The day came to report for work. It was a long, long ride to the office of the Park Department. Tony was waiting for me with open arms.

You don’t have to kill yourself, he said, meaning in my capacity as grave-digger. Just make a stab at it. Nobody’s going to keep tabs on you. He gave me a hearty slap on the back. You’re strong enough to handle a shovel, aren’t you? Or wheel a load of dirt?

Sure, said I. Sure I am.

He introduced me to the foreman, told him not to work me too hard, and ambled back to the office. In a week, he said, I would be working beside him, in the Commissioner’s own office.

The men were kind to me, probably because of my soft hands. They gave me only the lightest sort of work to do. A boy could have done the job as well.

That first day I enjoyed immensely. Manual work, how good it was! And the fresh air, the smell of dirt, the birds caroling away. A new approach to death. How must it feel to dig one’s own grave? A pity, I thought, that we weren’t all obliged to do just that at some point or other in our lives. One might feel more comfortable in a grave dug with one’s own hands.
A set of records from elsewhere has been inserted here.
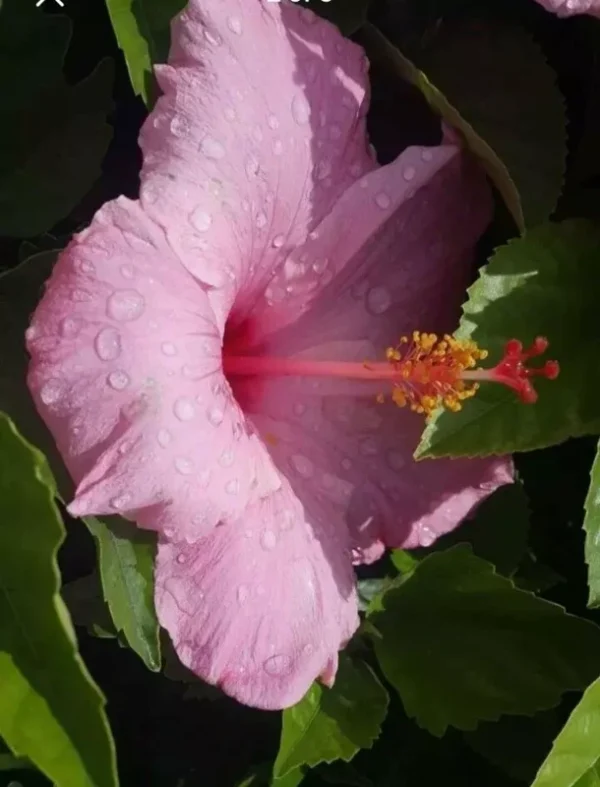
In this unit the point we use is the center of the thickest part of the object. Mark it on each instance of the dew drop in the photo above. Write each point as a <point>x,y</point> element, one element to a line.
<point>215,415</point>
<point>80,296</point>
<point>71,327</point>
<point>127,271</point>
<point>300,110</point>
<point>85,266</point>
<point>287,521</point>
<point>118,380</point>
<point>378,300</point>
<point>108,344</point>
<point>302,465</point>
<point>278,665</point>
<point>232,487</point>
<point>125,305</point>
<point>268,540</point>
<point>184,409</point>
<point>163,438</point>
<point>183,466</point>
<point>383,201</point>
<point>119,502</point>
<point>252,167</point>
<point>234,23</point>
<point>212,38</point>
<point>201,220</point>
<point>212,148</point>
<point>51,392</point>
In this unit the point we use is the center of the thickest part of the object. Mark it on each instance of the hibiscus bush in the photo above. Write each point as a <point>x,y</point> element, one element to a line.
<point>299,393</point>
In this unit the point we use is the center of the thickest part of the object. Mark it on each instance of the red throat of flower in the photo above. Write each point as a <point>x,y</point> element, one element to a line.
<point>425,372</point>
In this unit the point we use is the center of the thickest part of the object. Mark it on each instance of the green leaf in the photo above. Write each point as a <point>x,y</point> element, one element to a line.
<point>498,531</point>
<point>575,757</point>
<point>333,724</point>
<point>461,644</point>
<point>538,284</point>
<point>348,15</point>
<point>142,29</point>
<point>521,144</point>
<point>126,558</point>
<point>591,525</point>
<point>50,709</point>
<point>53,136</point>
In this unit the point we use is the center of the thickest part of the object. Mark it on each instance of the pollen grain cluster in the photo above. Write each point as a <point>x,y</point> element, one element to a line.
<point>429,371</point>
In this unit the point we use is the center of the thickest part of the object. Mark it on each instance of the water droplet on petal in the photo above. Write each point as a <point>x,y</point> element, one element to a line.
<point>125,305</point>
<point>212,148</point>
<point>80,296</point>
<point>183,466</point>
<point>426,536</point>
<point>201,220</point>
<point>212,38</point>
<point>119,502</point>
<point>302,465</point>
<point>268,540</point>
<point>234,23</point>
<point>71,327</point>
<point>226,459</point>
<point>85,266</point>
<point>215,415</point>
<point>383,201</point>
<point>378,300</point>
<point>51,391</point>
<point>184,409</point>
<point>300,110</point>
<point>108,344</point>
<point>164,438</point>
<point>118,380</point>
<point>278,665</point>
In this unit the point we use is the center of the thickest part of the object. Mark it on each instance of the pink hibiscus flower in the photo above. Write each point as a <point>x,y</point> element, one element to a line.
<point>572,7</point>
<point>198,352</point>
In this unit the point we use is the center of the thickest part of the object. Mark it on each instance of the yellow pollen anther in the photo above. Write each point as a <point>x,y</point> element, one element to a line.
<point>429,369</point>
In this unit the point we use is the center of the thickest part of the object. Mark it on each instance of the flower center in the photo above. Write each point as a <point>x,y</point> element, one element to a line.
<point>424,371</point>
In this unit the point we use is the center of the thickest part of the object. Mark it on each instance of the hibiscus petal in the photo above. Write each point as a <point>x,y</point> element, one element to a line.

What an appetite I had when I got home from work that evening I Not that I had ever been deficient in this respect. Strange to come home from work, like any Tom, Dick or Harry, and find a good meal waiting to be devoured. There were flowers on the table as well as a bottle of most excellent French wine. Few were the grave-diggers who came home to such a spread. A grave-digger emeritus, that’s what I was. A Shakespearean digger. Prosit!

Naturally it was the first and last meal of its kind. Still, it was a good gesture. After all, I deserved no signal respect or attention for the honorable work I was performing.
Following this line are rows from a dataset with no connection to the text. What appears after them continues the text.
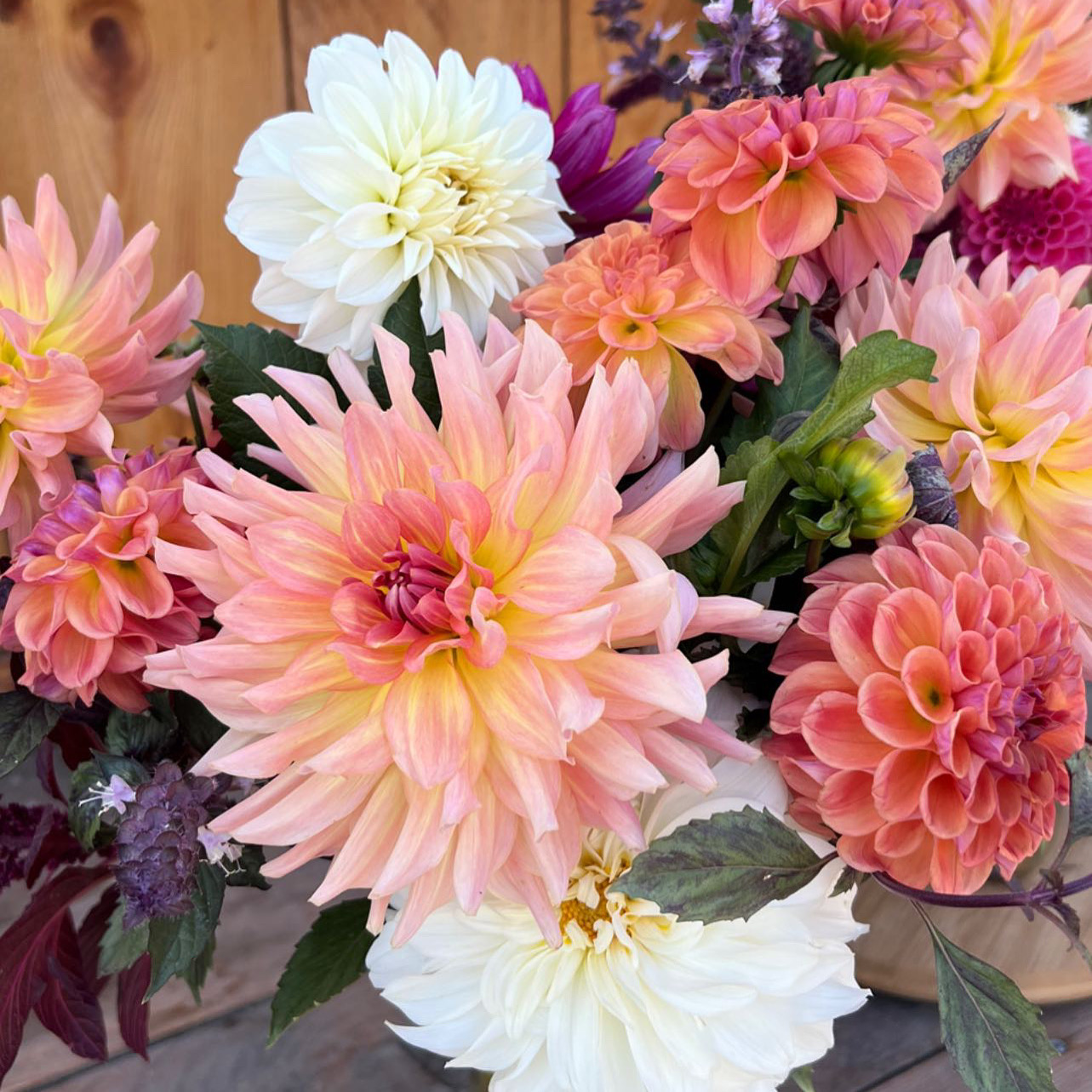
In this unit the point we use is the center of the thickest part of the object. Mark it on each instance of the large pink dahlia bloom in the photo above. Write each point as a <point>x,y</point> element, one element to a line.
<point>74,358</point>
<point>629,294</point>
<point>424,650</point>
<point>932,699</point>
<point>1011,409</point>
<point>89,602</point>
<point>842,176</point>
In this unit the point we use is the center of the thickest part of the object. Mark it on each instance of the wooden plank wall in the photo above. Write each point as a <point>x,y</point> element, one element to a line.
<point>152,100</point>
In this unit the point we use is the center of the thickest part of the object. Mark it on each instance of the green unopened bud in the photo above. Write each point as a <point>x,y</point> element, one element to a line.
<point>856,489</point>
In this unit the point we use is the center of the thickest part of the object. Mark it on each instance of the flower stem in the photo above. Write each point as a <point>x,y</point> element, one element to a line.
<point>1043,894</point>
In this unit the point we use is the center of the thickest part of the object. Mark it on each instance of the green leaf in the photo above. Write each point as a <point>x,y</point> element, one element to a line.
<point>85,813</point>
<point>235,362</point>
<point>26,720</point>
<point>724,867</point>
<point>120,947</point>
<point>328,959</point>
<point>404,320</point>
<point>810,357</point>
<point>199,726</point>
<point>879,362</point>
<point>963,154</point>
<point>174,942</point>
<point>992,1031</point>
<point>142,735</point>
<point>1080,796</point>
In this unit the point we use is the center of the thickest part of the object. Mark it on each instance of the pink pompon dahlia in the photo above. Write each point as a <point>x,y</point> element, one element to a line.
<point>89,600</point>
<point>877,33</point>
<point>1040,227</point>
<point>425,650</point>
<point>74,361</point>
<point>630,294</point>
<point>1010,413</point>
<point>1015,62</point>
<point>933,695</point>
<point>842,178</point>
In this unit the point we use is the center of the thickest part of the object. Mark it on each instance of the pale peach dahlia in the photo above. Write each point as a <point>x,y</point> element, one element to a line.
<point>423,650</point>
<point>74,357</point>
<point>932,700</point>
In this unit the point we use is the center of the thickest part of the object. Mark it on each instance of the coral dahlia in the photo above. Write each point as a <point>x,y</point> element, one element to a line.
<point>629,294</point>
<point>424,650</point>
<point>632,1000</point>
<point>933,695</point>
<point>841,174</point>
<point>89,600</point>
<point>1010,413</point>
<point>74,357</point>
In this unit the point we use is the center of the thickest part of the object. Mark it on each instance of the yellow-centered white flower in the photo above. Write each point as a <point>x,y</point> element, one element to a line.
<point>400,170</point>
<point>632,999</point>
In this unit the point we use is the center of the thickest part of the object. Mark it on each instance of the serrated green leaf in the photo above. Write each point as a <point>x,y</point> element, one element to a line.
<point>404,320</point>
<point>199,726</point>
<point>235,362</point>
<point>26,720</point>
<point>174,942</point>
<point>85,813</point>
<point>120,947</point>
<point>992,1033</point>
<point>810,358</point>
<point>328,959</point>
<point>728,866</point>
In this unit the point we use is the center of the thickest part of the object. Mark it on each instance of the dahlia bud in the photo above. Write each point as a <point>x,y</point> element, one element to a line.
<point>851,489</point>
<point>158,846</point>
<point>934,500</point>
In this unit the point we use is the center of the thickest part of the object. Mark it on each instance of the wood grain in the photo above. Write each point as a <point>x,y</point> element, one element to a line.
<point>531,33</point>
<point>150,100</point>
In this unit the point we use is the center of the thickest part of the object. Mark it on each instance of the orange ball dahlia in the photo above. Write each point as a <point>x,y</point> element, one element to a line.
<point>74,358</point>
<point>426,650</point>
<point>842,176</point>
<point>89,601</point>
<point>630,294</point>
<point>933,695</point>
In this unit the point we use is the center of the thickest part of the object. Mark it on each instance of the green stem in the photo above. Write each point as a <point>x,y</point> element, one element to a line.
<point>787,267</point>
<point>716,412</point>
<point>192,401</point>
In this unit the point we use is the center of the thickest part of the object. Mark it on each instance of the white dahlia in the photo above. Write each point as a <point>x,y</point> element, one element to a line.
<point>398,172</point>
<point>633,999</point>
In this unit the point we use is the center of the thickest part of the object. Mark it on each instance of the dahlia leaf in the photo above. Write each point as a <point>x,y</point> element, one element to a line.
<point>994,1034</point>
<point>963,154</point>
<point>174,942</point>
<point>328,959</point>
<point>810,357</point>
<point>404,320</point>
<point>236,358</point>
<point>132,1008</point>
<point>120,947</point>
<point>26,720</point>
<point>729,866</point>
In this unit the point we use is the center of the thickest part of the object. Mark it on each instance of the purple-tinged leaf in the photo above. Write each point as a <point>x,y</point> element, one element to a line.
<point>66,1003</point>
<point>132,1008</point>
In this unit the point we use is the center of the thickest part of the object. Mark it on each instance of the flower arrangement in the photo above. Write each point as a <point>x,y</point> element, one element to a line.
<point>620,558</point>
Each day the work grew a little tougher. The great moment came when I stood at the bottom of the hole swinging shovelsful of dirt over my shoulder. A beautiful piece of work.
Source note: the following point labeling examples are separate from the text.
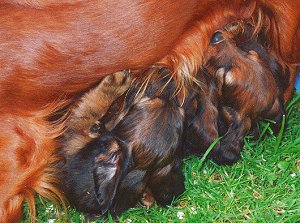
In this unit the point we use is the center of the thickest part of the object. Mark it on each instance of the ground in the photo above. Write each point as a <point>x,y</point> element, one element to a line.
<point>264,186</point>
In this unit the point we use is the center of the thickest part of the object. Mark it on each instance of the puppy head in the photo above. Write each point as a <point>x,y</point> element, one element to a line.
<point>109,168</point>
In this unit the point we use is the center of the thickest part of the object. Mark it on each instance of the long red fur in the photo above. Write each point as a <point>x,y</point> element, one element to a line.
<point>52,49</point>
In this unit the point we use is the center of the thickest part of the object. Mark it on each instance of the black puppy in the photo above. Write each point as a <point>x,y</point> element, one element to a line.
<point>137,141</point>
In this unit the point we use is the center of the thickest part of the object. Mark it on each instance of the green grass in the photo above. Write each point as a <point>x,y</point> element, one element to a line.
<point>264,186</point>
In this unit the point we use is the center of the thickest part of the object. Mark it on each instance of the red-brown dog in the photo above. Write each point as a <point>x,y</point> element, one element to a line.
<point>53,49</point>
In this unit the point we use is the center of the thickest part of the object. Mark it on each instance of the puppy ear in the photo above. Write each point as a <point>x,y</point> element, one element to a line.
<point>108,169</point>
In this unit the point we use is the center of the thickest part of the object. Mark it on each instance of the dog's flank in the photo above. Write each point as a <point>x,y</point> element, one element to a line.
<point>116,165</point>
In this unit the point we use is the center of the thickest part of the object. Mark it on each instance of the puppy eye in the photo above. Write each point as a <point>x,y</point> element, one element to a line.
<point>217,38</point>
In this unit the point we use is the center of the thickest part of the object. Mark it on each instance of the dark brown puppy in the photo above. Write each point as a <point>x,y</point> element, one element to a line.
<point>249,87</point>
<point>136,145</point>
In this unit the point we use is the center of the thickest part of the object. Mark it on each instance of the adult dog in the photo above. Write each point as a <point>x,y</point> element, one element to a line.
<point>54,49</point>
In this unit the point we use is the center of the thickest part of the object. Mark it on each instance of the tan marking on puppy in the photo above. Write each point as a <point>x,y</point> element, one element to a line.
<point>92,107</point>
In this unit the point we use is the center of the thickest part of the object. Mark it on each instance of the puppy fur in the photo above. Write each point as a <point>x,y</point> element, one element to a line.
<point>248,88</point>
<point>137,141</point>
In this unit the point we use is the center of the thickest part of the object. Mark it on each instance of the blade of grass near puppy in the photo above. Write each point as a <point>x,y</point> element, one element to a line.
<point>209,150</point>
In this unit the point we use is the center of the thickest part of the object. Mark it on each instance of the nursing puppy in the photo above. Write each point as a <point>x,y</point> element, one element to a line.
<point>249,87</point>
<point>133,149</point>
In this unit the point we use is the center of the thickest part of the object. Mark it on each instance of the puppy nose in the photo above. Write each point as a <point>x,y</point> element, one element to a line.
<point>217,38</point>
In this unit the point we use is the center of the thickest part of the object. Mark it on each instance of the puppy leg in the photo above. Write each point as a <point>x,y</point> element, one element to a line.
<point>109,168</point>
<point>130,191</point>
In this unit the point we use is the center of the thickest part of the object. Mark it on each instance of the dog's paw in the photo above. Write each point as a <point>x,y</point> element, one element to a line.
<point>226,154</point>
A hole in the ground? There are holes and holes. This was a consecrated hole. A special, from Adam Cadmus to Adam Omega.

I was all in the day I got to the bottom. I had been the digger and the dug. Yes, it was at the bottom of the grave, shovel in hand, that I realized there was something symbolic about my efforts. Though another man’s body would occupy this hole nevertheless I felt as if it were my own funeral. (J’aurai un bel enterrement.) It was a droll book, this I’ll have a fine funeral. But it wasn’t droll standing in the bottomless pit seized by a sense of foreboding. Maybe I was digging my own grave, symbolically speaking. Well, another day or two and my initiation would be finished. I could stand it. Besides, soon I would be touching my first pay. What an event! Not that it represented a great sum. No, but I had earned it by the sweat of the brow.